Yesterday, Ali went to the hospital at lunch. She called me and gave me a great report. I was happy. I could relax for the rest of the afternoon, I thought. Ali called me a couple of hours later and explained, very calmly that the doctor had called. This is not good. Both nurses and doctors have explained that the only time they will call is when something of significance (bad) is or needs to happen. Ali explained that the ultrasound on Chris’s head had revealed that the ventricles had increased in size and that they were going to need to drain some spinal fluid via a lumbar puncture (spinal tap). Ali’s voice never wavered. She knew that she was giving me bad news while I was at work. She convinced me this was a good thing. At least they were addressing the situation and taking action, better than the alternative, I thought.

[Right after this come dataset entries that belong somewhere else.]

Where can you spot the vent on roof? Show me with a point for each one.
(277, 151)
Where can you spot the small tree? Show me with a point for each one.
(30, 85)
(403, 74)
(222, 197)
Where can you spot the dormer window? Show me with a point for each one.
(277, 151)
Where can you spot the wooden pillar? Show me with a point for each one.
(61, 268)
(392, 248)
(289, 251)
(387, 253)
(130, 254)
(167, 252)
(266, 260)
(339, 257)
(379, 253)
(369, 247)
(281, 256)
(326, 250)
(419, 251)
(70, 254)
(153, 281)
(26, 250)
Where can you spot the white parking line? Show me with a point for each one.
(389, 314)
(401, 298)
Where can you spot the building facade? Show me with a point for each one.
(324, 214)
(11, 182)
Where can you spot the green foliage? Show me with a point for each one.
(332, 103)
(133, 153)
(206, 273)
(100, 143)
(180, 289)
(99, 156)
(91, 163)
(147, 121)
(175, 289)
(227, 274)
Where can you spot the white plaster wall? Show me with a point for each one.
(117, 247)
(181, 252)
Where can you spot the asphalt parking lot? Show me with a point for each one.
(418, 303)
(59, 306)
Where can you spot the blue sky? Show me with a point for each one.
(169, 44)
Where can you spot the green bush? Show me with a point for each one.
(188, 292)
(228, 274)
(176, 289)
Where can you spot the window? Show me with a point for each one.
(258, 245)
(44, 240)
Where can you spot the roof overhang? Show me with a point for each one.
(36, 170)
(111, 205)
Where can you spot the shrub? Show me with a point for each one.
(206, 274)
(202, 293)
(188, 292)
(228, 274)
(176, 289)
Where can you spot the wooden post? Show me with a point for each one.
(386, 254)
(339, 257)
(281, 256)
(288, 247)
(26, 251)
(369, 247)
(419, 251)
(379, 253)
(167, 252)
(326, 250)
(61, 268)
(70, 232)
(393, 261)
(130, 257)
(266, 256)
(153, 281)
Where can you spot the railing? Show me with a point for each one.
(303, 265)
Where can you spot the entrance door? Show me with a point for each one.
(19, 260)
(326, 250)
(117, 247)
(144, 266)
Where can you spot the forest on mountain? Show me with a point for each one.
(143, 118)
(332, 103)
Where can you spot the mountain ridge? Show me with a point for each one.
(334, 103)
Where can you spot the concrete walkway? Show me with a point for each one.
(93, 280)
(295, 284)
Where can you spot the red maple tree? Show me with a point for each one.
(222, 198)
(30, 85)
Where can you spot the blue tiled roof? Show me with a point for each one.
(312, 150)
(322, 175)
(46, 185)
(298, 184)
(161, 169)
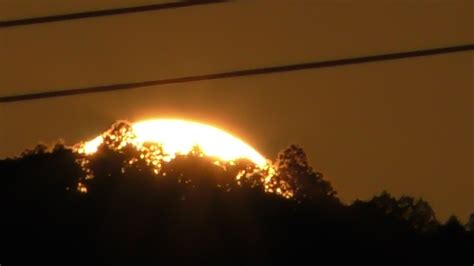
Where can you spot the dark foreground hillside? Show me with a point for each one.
(198, 215)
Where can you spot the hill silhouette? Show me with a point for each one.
(114, 207)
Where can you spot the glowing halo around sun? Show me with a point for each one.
(181, 136)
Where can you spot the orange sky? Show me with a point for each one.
(405, 126)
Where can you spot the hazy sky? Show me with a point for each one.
(406, 126)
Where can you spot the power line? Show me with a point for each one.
(240, 73)
(105, 12)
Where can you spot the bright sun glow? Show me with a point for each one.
(180, 136)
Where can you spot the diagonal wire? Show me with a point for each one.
(105, 12)
(240, 73)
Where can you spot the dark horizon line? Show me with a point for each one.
(239, 73)
(105, 12)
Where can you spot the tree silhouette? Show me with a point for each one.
(294, 172)
(135, 211)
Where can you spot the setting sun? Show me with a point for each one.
(180, 136)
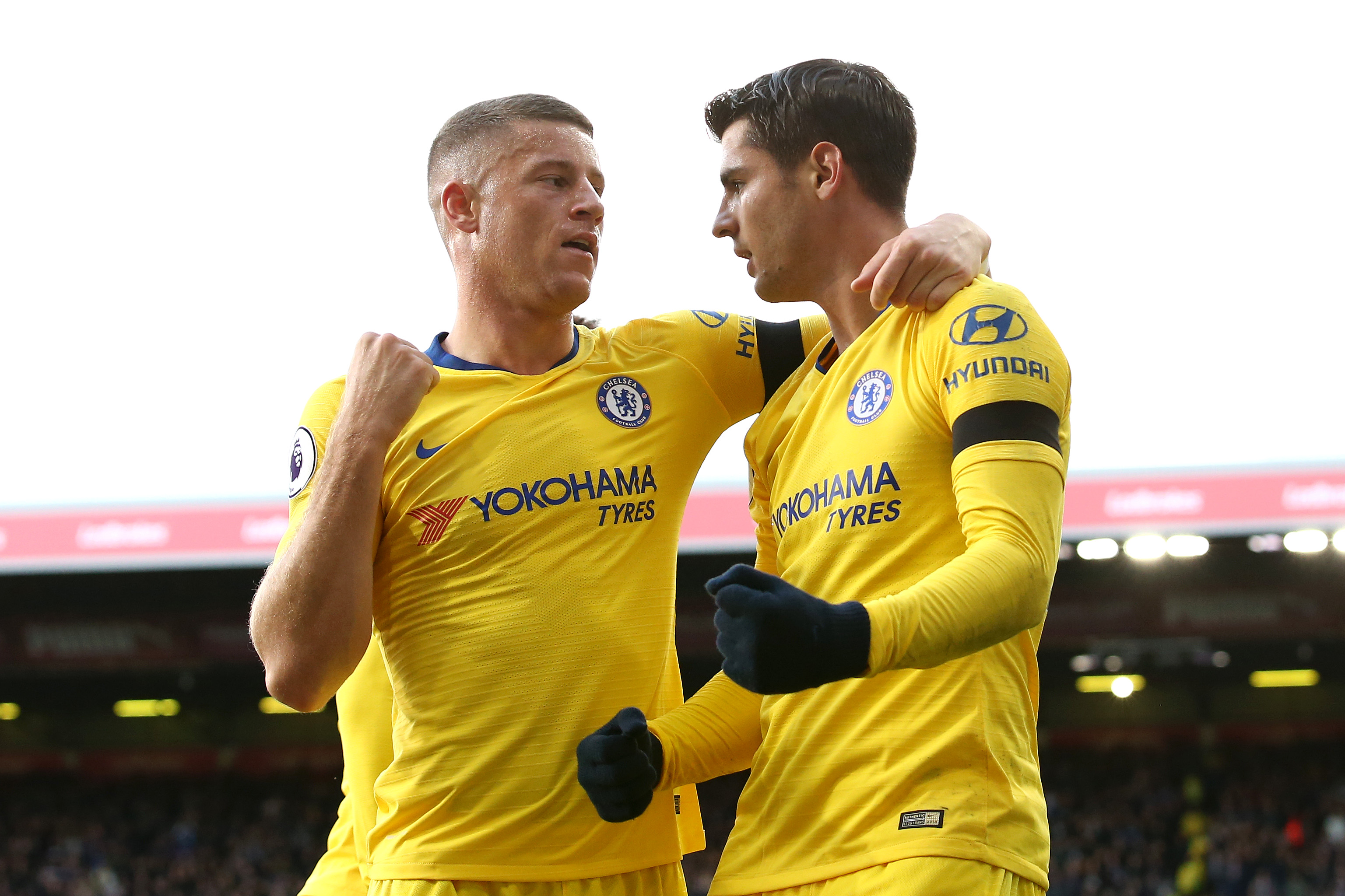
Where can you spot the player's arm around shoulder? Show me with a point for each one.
(1001, 384)
(313, 615)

After work Ali and I went back to the hospital. Ali’s mom had made a carrot cake for the nursing staff, which weighed around 20 pounds. We delivered the bribe, scrubbed in, and went in to see Chris and Kate. Apparently, Chris and Kate have had a few pow-wows and are coordinating their efforts to drive me crazy. As we were speaking with the nurse taking care of both of them, Kate drives her heart rate up to the 230′s. This is the red-flashing stage on the monitor and a louder series of beeps. I tried a containment hold on her which is supposed to calm her. No luck. Then the nurse came over and moved her a little. Still, Kate was worked up. I felt more helpless than normal. I turned the lights down and put her blanket back over the incubator hoping that would calm her. I could hear her crying through the glass. It was awful.

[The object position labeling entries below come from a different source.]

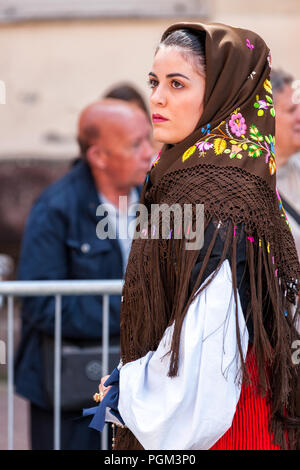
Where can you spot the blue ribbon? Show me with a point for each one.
(110, 400)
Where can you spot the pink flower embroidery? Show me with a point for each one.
(203, 146)
(237, 124)
(248, 43)
(262, 104)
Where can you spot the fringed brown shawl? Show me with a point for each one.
(227, 164)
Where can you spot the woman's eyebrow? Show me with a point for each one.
(170, 75)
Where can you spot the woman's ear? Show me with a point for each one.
(96, 157)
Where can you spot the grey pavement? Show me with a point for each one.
(21, 422)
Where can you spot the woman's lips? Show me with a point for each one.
(158, 118)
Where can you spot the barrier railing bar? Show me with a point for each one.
(105, 346)
(13, 289)
(10, 372)
(57, 370)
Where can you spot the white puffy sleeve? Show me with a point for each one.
(194, 409)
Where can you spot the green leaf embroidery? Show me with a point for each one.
(268, 98)
(254, 151)
(255, 134)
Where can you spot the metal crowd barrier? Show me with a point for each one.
(11, 289)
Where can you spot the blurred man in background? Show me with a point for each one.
(287, 148)
(60, 242)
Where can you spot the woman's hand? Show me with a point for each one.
(102, 389)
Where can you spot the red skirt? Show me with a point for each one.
(249, 429)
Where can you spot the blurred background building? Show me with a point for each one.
(59, 55)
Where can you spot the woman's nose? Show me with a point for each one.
(158, 97)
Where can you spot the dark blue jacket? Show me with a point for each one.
(60, 242)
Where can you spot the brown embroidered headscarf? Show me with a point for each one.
(227, 164)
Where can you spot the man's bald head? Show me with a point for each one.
(106, 115)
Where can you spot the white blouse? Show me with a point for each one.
(194, 409)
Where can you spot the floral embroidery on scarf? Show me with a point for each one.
(237, 124)
(262, 104)
(156, 159)
(269, 59)
(248, 44)
(229, 138)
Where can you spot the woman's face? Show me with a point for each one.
(177, 96)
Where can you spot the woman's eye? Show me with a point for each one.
(152, 83)
(176, 84)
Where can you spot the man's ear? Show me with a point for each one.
(96, 157)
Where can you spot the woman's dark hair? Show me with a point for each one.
(190, 44)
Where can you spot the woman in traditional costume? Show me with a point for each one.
(209, 335)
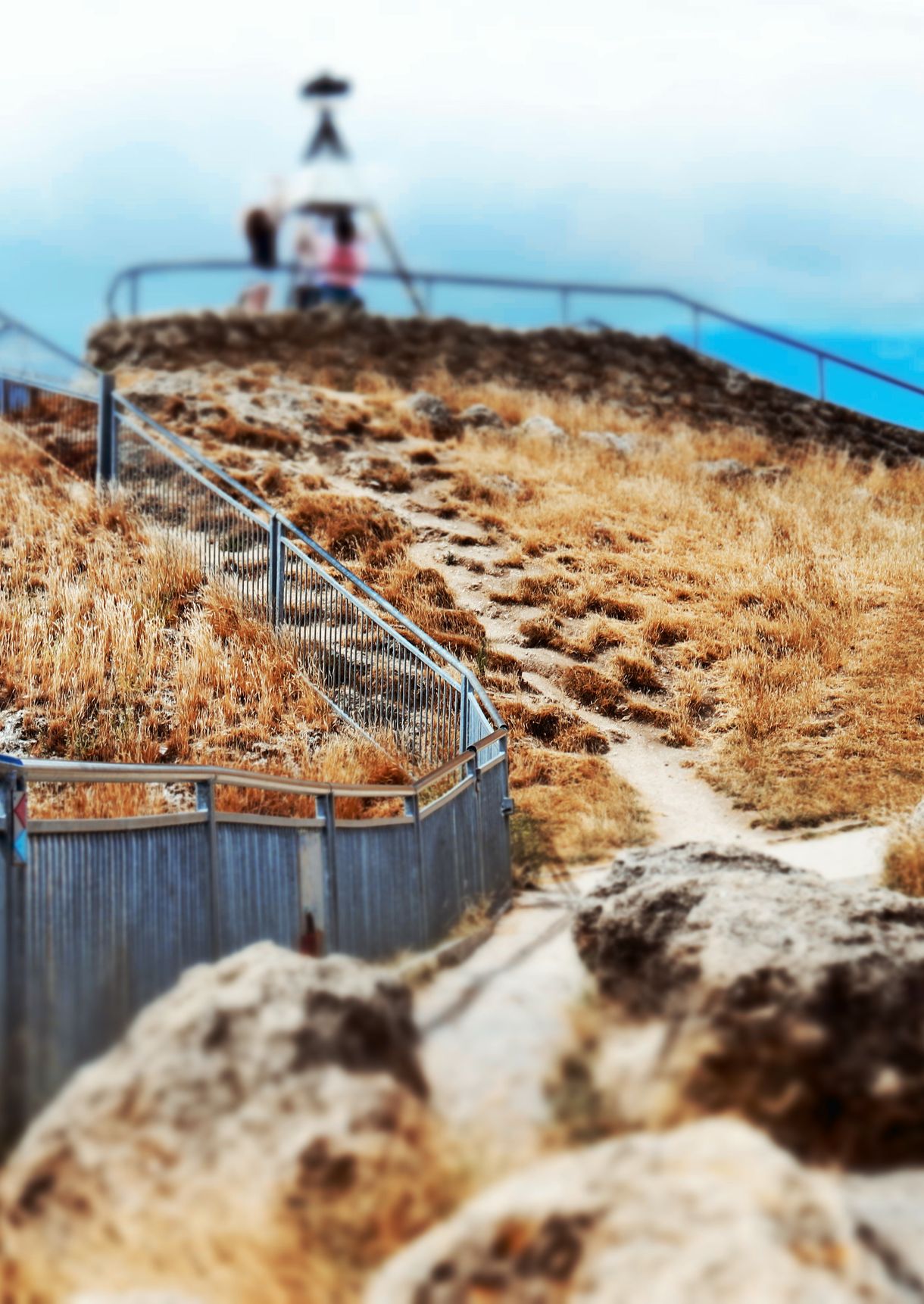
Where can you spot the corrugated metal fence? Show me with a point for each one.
(101, 916)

As soon as Kate finally calmed down to normal levels, Chris chimed in and shot his heart rate up to the red-flashing level. Ali was talking with the nurse and PA and I was left to calm Chris. The containment hold did nothing. Chris was screaming at this point, louder than I have ever heard him scream. At least we know his lungs are growing strong. I wanted to jump out of my skin. All this chaos and I had to sit here… watching.

Then, it happened. I abandoned the containment hold the nurses had taught us and began to gently stroke the back of Chris’s arm. I talked to him. Told him he was going to be okay. The tension in his face eased, the squint in his eyes relaxed. The loud series of beeps stopped. His breathing slowed and his eyes opened full. He looked at me and we made a connection. His eyes seemed to say “Hey dad, I’m glad you’re here.” I felt like a dad at that moment. It was the first time that I didn’t feel entirely helpless. It was a great feeling. I am looking forward to many more.

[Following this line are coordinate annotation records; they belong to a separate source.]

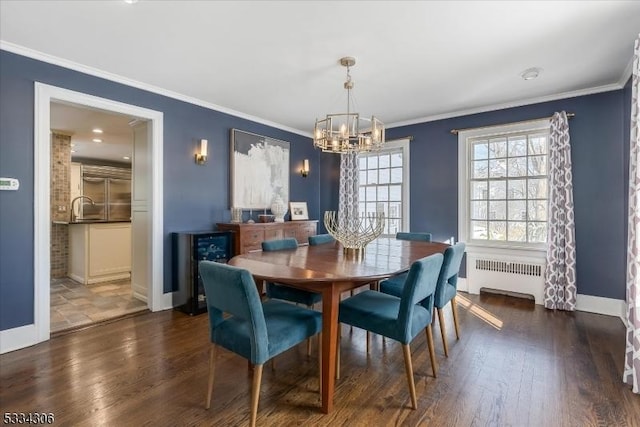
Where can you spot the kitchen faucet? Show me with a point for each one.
(73, 212)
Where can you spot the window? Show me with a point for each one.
(383, 185)
(505, 185)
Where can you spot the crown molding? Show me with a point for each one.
(54, 60)
(519, 103)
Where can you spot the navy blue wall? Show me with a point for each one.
(599, 157)
(195, 197)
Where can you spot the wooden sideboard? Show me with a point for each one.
(249, 237)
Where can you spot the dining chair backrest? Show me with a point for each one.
(320, 239)
(419, 287)
(425, 237)
(232, 290)
(279, 245)
(448, 277)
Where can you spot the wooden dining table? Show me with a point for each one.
(328, 270)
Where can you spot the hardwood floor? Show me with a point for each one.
(516, 364)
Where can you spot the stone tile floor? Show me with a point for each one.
(75, 305)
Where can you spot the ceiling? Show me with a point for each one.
(115, 142)
(277, 61)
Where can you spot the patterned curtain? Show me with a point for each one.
(560, 273)
(631, 374)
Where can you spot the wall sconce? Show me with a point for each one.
(201, 157)
(305, 168)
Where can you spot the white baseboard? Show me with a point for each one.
(17, 338)
(601, 305)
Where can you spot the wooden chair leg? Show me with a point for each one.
(255, 393)
(212, 367)
(432, 351)
(338, 352)
(320, 363)
(454, 310)
(443, 331)
(409, 370)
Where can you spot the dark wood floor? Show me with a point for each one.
(516, 364)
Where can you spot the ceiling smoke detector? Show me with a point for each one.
(531, 73)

6 thoughts on “When Twins Attack

  1. Matt, usually your blog posts make me laugh. This one got me really choked up. Little Chris looking up to see his Dad soothing him is a very emotional visual.
    Love, Dana

  2. (Wiping my tears)….I always feel like I am right there with you when I read these stories. And I liked the part about watching people and wondering what struggles they might be dealing with. Someone once told me to be nice to everyone you see, because you never know what battle they may be fighting. (Easier said than done, right?) Then I think about my own struggles and how people probably have no idea what I battle on a daily basis.
    My mom had that knack of talking to me but hearing what everyone else was saying, and reading that made me smile and remember her fondly !
    I continue to pray for all of you, my friend. Hugs to you and Ali.
    Pamela L.

    • I’m so glad you had this moment with Chris! You ARE a Dad and they need you very much! They heard your voice while they were still growing inside Ali and now you can get to know each other even better in the outside world. There is nothing like having your child look up at you and KNOW you! Here’s to many more such moments!
      God Bless!

  3. I knew you two were a perfect fit. You compliment one another beautifully and you will need each other as you go through this journey called life. With God’s help, He will carry you through the many challenges that lay ahead. He will also show you many moments of great wonder, like making that beautiful connection with your son yesterday.